Your distributed workforce is accessing cloud providers for things like SaaS applications, while your branch offices and mobile workers take advantage of direct Internet access. Meanwhile, the resultant data is no longer being centrally stored on, or accessed from, the premises. More users, devices, applications, services and data are located outside of an enterprise than inside, according to Gartner. With organizations still responsible for data privacy and security of individual employees and customers, that’s a lot of scattered data to protect.
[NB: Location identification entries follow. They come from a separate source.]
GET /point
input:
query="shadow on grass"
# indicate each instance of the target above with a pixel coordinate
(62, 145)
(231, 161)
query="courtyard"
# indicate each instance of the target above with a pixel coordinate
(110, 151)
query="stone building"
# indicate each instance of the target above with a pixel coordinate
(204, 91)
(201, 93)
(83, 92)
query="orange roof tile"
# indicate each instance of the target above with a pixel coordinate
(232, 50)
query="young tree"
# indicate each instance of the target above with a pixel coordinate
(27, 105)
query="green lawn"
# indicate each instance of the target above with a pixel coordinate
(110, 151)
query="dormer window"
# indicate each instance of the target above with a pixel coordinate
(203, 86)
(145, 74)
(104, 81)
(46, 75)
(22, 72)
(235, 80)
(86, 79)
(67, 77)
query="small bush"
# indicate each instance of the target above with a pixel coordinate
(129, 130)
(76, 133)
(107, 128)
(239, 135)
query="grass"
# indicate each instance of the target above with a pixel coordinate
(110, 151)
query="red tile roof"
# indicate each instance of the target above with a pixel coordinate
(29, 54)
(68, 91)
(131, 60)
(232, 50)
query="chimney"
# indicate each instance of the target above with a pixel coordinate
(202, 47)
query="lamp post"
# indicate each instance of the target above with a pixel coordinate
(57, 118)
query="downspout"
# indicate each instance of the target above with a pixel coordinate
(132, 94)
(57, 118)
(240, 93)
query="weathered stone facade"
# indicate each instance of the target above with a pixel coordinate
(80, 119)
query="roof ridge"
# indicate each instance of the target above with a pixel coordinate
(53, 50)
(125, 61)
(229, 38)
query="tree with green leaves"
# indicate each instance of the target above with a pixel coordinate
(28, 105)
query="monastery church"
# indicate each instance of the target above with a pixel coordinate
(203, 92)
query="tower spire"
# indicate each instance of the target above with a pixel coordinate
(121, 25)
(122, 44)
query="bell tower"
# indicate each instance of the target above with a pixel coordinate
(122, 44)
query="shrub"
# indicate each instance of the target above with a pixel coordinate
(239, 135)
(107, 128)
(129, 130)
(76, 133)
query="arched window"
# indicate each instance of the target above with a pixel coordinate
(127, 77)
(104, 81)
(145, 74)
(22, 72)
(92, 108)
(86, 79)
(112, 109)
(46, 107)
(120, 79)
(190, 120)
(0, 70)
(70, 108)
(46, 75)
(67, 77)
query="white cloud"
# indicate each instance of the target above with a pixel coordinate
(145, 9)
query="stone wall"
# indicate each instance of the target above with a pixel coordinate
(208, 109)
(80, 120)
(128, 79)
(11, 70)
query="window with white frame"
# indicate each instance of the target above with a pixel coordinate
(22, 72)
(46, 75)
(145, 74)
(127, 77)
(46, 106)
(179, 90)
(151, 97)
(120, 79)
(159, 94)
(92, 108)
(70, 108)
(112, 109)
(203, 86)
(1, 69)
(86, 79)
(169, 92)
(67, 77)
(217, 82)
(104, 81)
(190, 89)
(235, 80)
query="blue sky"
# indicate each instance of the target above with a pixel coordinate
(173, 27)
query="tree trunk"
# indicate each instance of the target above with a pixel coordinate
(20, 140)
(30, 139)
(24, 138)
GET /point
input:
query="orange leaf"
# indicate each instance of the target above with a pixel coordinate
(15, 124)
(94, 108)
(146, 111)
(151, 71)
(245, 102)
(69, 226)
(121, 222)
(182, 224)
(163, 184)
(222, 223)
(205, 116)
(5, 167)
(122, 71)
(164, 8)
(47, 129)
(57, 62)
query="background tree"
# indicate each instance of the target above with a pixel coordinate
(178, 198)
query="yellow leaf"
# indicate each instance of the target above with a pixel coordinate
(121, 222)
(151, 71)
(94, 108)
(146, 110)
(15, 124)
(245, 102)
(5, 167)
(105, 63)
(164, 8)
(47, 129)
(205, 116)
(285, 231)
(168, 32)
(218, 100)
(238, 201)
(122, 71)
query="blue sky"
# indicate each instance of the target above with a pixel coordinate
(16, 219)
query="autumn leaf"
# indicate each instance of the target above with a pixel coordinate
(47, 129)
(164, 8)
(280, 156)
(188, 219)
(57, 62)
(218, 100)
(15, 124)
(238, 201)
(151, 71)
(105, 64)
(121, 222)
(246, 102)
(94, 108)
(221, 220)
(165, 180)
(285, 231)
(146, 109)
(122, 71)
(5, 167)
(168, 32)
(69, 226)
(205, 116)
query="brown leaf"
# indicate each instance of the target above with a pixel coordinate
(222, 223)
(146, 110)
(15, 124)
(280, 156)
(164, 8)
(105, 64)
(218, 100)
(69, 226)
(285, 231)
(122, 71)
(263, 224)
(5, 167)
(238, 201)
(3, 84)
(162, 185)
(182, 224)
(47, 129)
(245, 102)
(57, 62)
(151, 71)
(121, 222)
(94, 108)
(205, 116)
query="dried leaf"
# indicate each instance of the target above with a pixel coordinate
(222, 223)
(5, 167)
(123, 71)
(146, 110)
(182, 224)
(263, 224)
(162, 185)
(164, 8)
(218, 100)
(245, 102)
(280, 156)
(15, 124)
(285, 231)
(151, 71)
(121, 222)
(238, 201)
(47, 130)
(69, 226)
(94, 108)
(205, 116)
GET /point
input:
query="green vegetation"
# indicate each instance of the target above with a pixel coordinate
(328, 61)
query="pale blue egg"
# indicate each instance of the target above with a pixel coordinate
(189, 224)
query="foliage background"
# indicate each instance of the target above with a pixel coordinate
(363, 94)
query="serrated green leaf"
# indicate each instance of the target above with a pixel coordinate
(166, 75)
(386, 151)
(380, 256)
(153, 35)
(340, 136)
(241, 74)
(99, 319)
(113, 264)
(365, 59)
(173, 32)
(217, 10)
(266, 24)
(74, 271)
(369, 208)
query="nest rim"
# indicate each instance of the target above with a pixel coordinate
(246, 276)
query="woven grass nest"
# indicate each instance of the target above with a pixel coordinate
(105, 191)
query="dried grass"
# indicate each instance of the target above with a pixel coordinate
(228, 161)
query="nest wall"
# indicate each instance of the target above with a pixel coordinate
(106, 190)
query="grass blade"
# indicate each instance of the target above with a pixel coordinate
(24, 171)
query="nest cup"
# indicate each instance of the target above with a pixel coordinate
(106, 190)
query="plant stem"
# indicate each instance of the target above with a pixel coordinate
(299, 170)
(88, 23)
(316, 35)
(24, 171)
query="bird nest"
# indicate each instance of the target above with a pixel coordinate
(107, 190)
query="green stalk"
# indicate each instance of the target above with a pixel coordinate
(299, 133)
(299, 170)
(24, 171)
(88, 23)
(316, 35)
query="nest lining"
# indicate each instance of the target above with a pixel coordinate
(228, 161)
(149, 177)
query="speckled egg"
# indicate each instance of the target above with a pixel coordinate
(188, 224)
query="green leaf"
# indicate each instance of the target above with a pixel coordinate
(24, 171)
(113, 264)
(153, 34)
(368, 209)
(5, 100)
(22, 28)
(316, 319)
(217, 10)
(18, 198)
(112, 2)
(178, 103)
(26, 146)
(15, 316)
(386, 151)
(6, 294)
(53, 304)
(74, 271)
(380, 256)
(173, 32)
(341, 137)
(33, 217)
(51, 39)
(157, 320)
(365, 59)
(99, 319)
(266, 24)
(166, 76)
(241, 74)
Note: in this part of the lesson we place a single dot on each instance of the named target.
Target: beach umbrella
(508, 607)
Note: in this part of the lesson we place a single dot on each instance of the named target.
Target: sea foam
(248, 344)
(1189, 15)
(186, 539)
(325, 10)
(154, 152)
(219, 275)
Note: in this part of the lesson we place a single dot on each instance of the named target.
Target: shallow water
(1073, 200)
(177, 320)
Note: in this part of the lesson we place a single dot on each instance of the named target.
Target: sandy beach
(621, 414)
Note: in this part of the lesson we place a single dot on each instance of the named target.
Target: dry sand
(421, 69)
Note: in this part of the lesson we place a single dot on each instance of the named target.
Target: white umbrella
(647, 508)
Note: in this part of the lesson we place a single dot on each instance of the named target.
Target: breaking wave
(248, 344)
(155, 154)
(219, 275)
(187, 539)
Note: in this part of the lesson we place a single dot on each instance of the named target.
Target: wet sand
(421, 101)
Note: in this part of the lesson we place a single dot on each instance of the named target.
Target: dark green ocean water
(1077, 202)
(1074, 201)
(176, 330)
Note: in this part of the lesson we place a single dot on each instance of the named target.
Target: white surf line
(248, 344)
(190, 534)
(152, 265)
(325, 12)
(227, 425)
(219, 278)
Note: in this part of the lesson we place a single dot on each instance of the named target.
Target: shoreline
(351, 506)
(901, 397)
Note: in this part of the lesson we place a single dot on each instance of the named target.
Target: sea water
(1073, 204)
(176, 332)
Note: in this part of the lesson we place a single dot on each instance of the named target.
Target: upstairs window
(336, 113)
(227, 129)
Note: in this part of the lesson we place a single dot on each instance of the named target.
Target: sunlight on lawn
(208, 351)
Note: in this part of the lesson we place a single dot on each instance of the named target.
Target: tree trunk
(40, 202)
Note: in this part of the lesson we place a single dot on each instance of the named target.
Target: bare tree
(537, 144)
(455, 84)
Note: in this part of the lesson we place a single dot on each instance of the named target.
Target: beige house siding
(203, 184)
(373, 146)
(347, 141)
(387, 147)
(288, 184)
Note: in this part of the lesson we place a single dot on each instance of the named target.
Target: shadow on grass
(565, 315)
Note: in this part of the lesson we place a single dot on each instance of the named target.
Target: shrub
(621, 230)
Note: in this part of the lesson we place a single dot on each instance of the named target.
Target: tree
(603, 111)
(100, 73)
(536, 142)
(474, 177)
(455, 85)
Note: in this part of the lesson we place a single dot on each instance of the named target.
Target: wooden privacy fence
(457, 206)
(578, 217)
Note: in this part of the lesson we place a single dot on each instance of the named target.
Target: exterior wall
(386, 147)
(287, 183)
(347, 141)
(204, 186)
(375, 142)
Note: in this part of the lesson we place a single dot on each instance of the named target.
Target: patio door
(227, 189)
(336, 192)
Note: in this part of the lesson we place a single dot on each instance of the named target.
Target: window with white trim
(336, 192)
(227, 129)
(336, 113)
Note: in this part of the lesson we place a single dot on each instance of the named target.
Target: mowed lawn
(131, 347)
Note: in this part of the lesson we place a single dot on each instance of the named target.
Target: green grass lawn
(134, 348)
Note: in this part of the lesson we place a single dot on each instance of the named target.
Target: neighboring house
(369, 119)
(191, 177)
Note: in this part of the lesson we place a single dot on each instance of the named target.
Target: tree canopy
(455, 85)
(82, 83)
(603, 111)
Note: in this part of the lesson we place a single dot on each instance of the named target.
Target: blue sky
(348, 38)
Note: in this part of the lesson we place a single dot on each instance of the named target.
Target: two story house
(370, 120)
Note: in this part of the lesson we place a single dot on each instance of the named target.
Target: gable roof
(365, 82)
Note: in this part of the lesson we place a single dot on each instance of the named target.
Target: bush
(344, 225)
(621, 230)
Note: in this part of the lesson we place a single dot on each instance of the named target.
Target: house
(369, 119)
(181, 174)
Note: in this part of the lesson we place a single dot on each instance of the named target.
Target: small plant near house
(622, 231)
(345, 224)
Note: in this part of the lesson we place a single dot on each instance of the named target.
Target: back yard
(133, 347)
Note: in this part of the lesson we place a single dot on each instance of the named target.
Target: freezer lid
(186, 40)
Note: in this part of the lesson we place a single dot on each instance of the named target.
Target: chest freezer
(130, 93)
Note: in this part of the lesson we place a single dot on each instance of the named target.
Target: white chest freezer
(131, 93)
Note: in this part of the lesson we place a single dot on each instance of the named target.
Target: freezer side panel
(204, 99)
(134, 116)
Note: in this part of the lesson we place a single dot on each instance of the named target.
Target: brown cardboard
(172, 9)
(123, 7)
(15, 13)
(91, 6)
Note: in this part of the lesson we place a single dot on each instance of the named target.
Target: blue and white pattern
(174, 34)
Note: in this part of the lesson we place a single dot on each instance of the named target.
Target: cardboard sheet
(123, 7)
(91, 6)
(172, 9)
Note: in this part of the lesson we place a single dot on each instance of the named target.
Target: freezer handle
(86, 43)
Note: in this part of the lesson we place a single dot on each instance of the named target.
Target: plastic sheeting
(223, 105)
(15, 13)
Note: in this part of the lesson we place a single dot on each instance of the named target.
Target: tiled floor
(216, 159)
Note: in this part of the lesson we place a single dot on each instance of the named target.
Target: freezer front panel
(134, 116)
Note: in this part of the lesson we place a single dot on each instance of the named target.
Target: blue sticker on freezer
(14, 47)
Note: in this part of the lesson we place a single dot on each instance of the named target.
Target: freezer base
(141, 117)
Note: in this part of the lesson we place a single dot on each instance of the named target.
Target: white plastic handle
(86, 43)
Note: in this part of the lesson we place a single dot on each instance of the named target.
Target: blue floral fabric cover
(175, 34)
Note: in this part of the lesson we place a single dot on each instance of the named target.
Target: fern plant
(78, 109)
The edge requires agile management, and this is where security software and software-defined perimeters step in.

From a cybersecurity perspective, protection can now come closer to where access is needed. A software-centric SASE approach can deliver zero trust security best practices over Web gateways, cloud access points, tunnels, and the devices themselves, while eliminating inefficient hairpinning of traffic inspection to your data center or nearest branch-office hardware.

The OPAQ SASE Cloud provides more ubiquitous and local points of presence, with the zero trust architecture capabilities you need to ensure secure access, control and segmentation.

The OPAQ Zero Trust Secure Access Service Edge (SASE)

Whether it’s a branch office, remote workstation, router, or VM, all of these endpoint identities need network access. Before they connect into your private network and data, they must be identified, authenticated, and properly segmented.

OPAQ delivers a Zero Trust Secure Access Service Edge that bases decisions on the identity of the entity at the source of the connection (user, device, branch office, edge computing location, time of day, risk assessment of the user device, and the sensitivity of the data or app being accessed).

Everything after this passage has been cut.